In Katha we went by trishaw to George Orwell’s house, a large teak house with a rusting iron roof, fine curved staircase and termites infesting the rooms. The remains of a formal garden could be seen under the encroaching jungle, orange robed monks lounged in the shade and a civil servant and his family were living in the bare rooms, waiting until a house could be found for them. The old British club rooms were still in use for the local officials but their  grandeur had dissipated and their gardens were also overgrown. 

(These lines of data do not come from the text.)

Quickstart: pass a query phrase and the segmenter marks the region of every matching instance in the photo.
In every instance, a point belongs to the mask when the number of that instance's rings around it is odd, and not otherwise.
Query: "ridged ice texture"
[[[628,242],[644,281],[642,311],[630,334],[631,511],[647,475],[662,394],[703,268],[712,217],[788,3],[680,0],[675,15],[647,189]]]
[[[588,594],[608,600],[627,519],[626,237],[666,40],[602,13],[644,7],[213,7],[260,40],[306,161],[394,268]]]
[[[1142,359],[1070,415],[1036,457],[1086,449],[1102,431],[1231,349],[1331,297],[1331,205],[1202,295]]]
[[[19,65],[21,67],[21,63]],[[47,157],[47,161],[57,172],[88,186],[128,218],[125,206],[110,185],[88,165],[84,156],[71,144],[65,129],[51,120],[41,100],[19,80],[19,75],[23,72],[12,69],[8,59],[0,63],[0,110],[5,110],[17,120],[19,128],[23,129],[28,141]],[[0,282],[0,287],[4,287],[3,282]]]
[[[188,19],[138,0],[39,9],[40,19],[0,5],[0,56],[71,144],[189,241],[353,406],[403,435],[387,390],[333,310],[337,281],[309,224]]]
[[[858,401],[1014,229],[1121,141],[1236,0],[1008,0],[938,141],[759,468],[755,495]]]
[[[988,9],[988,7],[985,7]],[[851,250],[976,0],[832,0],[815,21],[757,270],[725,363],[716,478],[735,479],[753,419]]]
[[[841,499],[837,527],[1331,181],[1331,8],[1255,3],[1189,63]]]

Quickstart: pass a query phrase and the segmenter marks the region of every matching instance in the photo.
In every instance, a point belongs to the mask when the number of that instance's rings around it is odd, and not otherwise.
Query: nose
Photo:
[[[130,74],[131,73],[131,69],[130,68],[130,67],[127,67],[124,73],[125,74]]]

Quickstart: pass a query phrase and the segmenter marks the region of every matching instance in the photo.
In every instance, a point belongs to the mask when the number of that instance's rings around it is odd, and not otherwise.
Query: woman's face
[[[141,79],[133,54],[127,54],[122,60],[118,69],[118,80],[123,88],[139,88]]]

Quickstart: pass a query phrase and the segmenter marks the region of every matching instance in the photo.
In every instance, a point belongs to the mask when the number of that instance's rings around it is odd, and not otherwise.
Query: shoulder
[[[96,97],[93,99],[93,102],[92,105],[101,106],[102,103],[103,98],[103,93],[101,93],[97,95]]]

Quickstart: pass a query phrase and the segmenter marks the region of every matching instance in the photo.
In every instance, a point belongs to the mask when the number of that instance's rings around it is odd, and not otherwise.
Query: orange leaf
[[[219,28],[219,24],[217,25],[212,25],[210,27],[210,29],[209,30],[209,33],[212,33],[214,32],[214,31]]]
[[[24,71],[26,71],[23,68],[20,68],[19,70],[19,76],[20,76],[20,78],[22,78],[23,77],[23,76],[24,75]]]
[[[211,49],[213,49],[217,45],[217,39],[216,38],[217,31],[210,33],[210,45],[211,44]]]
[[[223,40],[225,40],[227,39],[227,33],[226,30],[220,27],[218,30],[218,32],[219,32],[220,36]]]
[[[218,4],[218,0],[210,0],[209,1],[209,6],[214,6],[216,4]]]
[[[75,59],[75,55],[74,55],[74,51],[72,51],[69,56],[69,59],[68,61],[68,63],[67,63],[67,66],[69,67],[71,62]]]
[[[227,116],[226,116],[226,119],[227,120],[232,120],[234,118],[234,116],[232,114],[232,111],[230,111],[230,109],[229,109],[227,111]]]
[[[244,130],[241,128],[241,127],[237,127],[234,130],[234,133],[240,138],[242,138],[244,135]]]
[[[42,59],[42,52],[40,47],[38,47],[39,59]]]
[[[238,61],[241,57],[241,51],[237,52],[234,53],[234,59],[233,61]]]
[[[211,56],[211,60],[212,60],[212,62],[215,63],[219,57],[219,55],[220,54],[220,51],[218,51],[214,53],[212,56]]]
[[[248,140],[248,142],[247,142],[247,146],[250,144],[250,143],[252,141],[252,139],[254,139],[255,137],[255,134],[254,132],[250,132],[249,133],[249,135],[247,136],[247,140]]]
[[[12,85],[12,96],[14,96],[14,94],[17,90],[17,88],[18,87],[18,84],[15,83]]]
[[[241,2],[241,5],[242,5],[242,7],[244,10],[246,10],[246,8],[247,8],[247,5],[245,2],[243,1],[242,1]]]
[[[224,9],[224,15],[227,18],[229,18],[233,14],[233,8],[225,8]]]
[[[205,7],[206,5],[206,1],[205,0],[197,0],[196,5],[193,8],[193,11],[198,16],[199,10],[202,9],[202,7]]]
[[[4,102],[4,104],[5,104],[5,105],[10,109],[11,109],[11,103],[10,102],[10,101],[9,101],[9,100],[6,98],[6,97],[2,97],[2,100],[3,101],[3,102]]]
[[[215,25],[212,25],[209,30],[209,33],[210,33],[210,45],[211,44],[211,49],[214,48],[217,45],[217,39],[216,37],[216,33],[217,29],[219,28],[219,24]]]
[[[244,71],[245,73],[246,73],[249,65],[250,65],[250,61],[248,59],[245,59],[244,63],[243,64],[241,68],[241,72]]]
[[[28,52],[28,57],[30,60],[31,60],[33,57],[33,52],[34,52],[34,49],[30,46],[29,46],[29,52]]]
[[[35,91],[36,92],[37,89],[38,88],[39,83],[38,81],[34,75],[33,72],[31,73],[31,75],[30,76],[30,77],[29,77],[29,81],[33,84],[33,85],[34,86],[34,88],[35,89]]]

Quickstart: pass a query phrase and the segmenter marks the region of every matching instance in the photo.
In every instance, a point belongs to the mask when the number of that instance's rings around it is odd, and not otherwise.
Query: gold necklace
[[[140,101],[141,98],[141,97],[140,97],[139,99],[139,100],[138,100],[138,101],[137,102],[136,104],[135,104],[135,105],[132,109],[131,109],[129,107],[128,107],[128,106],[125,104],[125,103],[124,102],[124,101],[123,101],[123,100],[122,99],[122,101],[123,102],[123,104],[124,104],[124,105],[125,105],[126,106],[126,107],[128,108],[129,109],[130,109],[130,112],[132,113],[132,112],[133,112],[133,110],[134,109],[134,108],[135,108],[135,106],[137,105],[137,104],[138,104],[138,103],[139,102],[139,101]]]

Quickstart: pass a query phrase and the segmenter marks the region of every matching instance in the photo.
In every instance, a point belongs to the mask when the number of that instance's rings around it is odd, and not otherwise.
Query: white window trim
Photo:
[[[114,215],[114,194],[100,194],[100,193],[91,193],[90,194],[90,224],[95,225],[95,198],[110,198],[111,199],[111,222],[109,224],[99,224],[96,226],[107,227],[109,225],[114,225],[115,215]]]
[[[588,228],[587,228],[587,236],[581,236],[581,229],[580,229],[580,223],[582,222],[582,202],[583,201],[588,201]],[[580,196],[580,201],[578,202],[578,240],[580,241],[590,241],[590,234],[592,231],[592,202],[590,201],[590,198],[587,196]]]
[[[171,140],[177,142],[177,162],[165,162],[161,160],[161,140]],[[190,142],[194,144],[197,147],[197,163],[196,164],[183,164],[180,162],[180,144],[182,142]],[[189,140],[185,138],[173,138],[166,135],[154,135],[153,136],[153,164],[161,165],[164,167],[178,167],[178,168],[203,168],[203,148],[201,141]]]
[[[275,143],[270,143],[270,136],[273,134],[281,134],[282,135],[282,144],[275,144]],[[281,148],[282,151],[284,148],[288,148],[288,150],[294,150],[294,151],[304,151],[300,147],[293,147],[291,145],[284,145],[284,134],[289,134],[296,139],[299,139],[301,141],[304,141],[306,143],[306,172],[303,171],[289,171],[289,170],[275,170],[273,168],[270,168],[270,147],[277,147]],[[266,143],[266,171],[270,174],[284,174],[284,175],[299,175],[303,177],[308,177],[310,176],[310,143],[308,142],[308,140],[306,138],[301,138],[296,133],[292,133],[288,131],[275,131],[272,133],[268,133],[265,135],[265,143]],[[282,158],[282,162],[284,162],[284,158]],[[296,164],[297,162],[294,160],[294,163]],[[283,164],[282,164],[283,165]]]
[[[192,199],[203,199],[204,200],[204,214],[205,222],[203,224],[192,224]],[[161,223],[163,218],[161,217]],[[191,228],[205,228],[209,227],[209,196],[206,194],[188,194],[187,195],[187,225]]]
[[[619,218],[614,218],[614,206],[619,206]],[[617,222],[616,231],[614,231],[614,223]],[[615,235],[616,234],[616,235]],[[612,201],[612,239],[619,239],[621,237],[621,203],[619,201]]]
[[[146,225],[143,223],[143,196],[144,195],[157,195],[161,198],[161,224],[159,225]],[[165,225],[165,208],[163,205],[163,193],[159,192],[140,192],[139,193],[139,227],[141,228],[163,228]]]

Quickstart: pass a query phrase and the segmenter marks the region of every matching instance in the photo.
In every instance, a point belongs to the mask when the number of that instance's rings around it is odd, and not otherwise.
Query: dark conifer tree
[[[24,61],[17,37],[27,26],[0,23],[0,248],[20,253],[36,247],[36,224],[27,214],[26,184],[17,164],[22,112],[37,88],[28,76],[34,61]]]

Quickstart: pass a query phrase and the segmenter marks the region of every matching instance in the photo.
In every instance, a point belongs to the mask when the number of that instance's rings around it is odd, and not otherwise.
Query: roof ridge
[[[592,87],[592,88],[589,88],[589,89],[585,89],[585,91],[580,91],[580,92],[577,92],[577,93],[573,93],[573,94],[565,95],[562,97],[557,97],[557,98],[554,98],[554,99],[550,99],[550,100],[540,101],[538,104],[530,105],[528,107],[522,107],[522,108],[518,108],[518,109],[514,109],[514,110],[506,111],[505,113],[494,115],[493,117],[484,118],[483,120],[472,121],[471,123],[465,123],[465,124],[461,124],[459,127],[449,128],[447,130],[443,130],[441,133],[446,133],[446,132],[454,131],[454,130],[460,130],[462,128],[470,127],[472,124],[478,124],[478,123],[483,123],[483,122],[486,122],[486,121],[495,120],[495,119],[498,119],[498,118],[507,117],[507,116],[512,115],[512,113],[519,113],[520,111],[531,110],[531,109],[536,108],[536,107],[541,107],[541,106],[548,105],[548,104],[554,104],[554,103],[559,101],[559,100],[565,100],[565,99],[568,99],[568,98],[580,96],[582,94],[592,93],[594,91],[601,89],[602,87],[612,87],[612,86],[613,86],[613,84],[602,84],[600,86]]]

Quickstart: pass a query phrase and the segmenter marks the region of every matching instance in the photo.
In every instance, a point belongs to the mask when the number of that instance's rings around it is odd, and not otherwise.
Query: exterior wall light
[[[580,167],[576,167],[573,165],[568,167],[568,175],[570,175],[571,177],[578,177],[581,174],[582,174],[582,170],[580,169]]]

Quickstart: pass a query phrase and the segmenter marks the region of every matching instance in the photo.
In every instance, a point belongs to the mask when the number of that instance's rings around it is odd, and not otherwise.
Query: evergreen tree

Inle Lake, famous for its fishermen who paddle with their feet so their hands are free to throw out the nets,  is perhaps Myanmar’s Venice. We reached  it from the small town of Nyaung Shwe by long boat in which the locals sit on the wooden bottom but the ones used by  tourists have blue chairs with cushions, life jackets and umbrellas for the sun.  Our beautiful hotel of black teak blended in with the village architecture  of stilted houses in bamboo  and teak. The lake has a thousand floating islands, many of them just water hyacinths but the ones with bamboo poles anchoring them to the bottom were constructed of reeds and hyacinths and mud and were carefully tended vegetable gardens growing, our guide told us, the best tomatoes in the Shan State. The only means of transport is by boat and the canals are as busy as any main road as people visit, trade, shop and  take their children to school. The excellent, daily  market rotates on a five day basis to the different villages to which people come from all over the lake bringing their produce and crafts. On full moon or dark moon days there are no markets. We visited traditional silk weaving workshops and paper making from the water hyacinths and even a blacksmiths where old car parts were being recycled into farm tools. I did wonder where they found the car parts there being no roads anywhere. 
Inle Lake has its archeological site  reached by a three quarter hour boat ride along canals fringed with tamarind and rain trees and moored canoes. It lies behind the  Pa-oh(a local tribe) village of Indein and is as mystical as Bagan. There is no repair, only disrepair and greenery sprouts from the stupas but inside them can still be seen faded murals watched over by  crumbling Buddhas.  A couple of tethered bulls munched calmly, butterflies fluttered, the heat penetrated and the stillness and surrounding antiquity made the outside world seem very remote.  As did sitting on the deck of our room watching the reflections on the lake as daylight faded and  the water lillies  gently swayed underneath.  Across the bridges to the dining room 60 year old Mr Bobby from Yangon, who couldn’t speak English except in song,  was waiting to sing  Elvis Presley and 50’s and 60’s pop songs.  It was a hard place to leave and we promised the beautiful young receptionists that we would return.